This is not all theory. I am truly struggling to conceive of a way to approach the shooting of this film.
Think of Wong Kar-Wai's In the Mood for Love. The couple are seen between lampshades, around doorways, below the jackets hanging in the closed. Snapped. Glimpsed. They are repeatedly reframed. Seen from this the same position, but with a different frame, different focal length.
What is this about? (I am under no illusion that there is great idea trying to break forth).
This is about memory. It is unreliable. Partial. Fragmented.
Also look at Michael Haneke's Code Unknown. Yes, long-takes, but more than that: each shot is a scene. Usually it the world of one character (though the street scene includes all the characters of the film, in some manner).
For example: a father at the farmhouse table eating a simple dinner.
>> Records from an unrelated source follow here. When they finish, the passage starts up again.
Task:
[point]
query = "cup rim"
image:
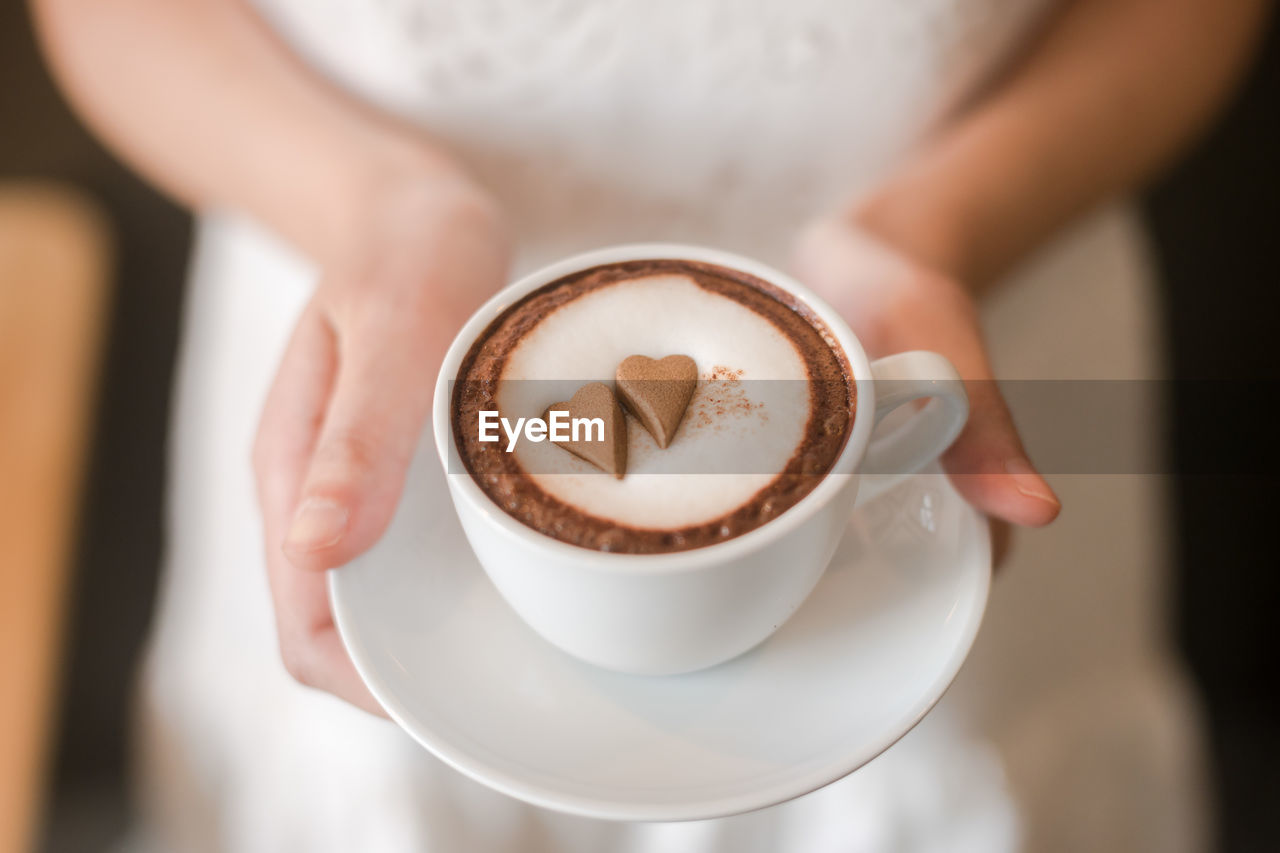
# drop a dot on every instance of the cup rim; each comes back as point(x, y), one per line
point(464, 487)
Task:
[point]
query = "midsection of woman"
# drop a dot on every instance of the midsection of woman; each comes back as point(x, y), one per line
point(726, 122)
point(723, 122)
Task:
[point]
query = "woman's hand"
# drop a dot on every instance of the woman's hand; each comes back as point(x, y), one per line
point(352, 393)
point(894, 305)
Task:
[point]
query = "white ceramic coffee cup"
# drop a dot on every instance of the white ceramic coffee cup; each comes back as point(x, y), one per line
point(682, 611)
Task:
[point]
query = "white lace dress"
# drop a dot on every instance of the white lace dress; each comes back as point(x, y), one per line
point(718, 122)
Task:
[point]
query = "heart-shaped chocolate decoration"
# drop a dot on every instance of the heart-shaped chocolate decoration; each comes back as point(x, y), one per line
point(658, 392)
point(595, 400)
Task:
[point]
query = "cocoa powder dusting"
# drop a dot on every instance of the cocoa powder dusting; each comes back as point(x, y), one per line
point(720, 398)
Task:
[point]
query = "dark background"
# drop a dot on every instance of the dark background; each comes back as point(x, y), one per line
point(1215, 224)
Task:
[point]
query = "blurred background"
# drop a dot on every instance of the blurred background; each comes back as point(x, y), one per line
point(91, 273)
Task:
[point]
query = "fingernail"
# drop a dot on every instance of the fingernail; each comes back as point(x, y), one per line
point(1028, 482)
point(319, 523)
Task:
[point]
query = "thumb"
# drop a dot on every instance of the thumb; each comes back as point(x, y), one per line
point(990, 466)
point(380, 397)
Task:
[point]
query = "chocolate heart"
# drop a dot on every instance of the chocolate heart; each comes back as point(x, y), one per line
point(657, 392)
point(595, 400)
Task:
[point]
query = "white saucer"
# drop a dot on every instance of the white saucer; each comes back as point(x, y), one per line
point(863, 660)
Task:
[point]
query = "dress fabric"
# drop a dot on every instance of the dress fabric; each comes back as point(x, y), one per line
point(727, 123)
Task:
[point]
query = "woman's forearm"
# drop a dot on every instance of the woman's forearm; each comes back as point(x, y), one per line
point(1112, 90)
point(204, 100)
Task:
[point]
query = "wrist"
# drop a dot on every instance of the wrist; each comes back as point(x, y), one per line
point(913, 215)
point(401, 199)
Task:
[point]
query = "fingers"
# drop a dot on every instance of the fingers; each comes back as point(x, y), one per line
point(291, 419)
point(894, 305)
point(990, 466)
point(380, 397)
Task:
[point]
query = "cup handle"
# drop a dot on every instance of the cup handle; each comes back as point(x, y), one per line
point(900, 379)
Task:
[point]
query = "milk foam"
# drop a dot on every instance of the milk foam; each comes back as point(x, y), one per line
point(658, 315)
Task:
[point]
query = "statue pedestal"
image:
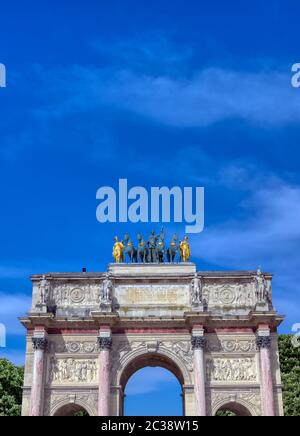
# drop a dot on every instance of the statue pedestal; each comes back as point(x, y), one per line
point(41, 307)
point(105, 306)
point(151, 269)
point(197, 307)
point(262, 306)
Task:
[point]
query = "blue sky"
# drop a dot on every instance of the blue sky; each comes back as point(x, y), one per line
point(172, 93)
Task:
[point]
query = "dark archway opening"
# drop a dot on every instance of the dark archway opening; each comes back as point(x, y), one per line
point(233, 409)
point(152, 386)
point(71, 410)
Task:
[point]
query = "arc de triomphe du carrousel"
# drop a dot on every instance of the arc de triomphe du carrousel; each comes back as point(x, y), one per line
point(88, 333)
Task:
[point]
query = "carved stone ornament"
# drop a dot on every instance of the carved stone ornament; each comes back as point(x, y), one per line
point(39, 343)
point(71, 370)
point(223, 369)
point(263, 341)
point(105, 343)
point(198, 342)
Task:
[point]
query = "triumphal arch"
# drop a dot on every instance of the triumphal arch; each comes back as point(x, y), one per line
point(87, 333)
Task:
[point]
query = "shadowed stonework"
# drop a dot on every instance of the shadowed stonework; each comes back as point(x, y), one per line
point(88, 333)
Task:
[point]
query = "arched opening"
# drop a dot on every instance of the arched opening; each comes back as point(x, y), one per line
point(152, 386)
point(71, 410)
point(232, 409)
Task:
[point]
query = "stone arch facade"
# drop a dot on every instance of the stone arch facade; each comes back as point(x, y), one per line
point(63, 406)
point(223, 352)
point(240, 407)
point(146, 356)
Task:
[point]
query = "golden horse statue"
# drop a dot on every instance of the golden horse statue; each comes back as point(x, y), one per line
point(118, 249)
point(185, 250)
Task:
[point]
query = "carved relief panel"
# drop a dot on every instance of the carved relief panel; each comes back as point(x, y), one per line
point(71, 370)
point(224, 369)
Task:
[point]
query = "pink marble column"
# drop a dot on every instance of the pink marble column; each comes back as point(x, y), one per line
point(37, 386)
point(198, 343)
point(264, 343)
point(104, 376)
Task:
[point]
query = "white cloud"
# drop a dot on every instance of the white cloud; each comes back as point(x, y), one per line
point(269, 237)
point(210, 96)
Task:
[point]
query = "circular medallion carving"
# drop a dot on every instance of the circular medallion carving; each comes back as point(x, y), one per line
point(74, 347)
point(77, 295)
point(227, 296)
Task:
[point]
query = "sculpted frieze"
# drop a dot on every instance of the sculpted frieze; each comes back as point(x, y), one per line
point(231, 295)
point(76, 347)
point(71, 294)
point(231, 345)
point(71, 370)
point(231, 369)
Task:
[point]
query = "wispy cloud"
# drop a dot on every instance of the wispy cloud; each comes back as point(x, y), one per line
point(212, 95)
point(268, 236)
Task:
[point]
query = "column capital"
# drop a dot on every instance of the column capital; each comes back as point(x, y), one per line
point(263, 341)
point(198, 342)
point(39, 343)
point(105, 342)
The young son has disappeared. Not a word. Ungrateful. There is a noise off. The son has returned. He passes the father and sits at other end. Says nothing. The camera does not follow him, does not establish him in the scene. It stays with the father. The father looks at him. He goes to the counter, gathers some dinner for the son, returns to the table, then follows the father into the toilet. He needs to hide his disappointment.
What about Tidal Barrier?
Imagine a framed shot. Sophie, one of the main characters. From this close-up a jump-cut to an empty frame. Slight pan to the right and the frame is found.
What is this about?
Another Sophie at another time.
The colour of her face could be different between the shots. Her features are different.
Or. The second shot, the same position, but a different focal length. She is further away - we are no nearer to understanding her - her face has changed (the colour, her face is in shadow), before we can know her she has changed again.
Or return to Tarkovsky. If the fundamental of cinema is capturing time, and the long-take is the evident way of doing so then is the long-take the central tenet of the shooting style of this film?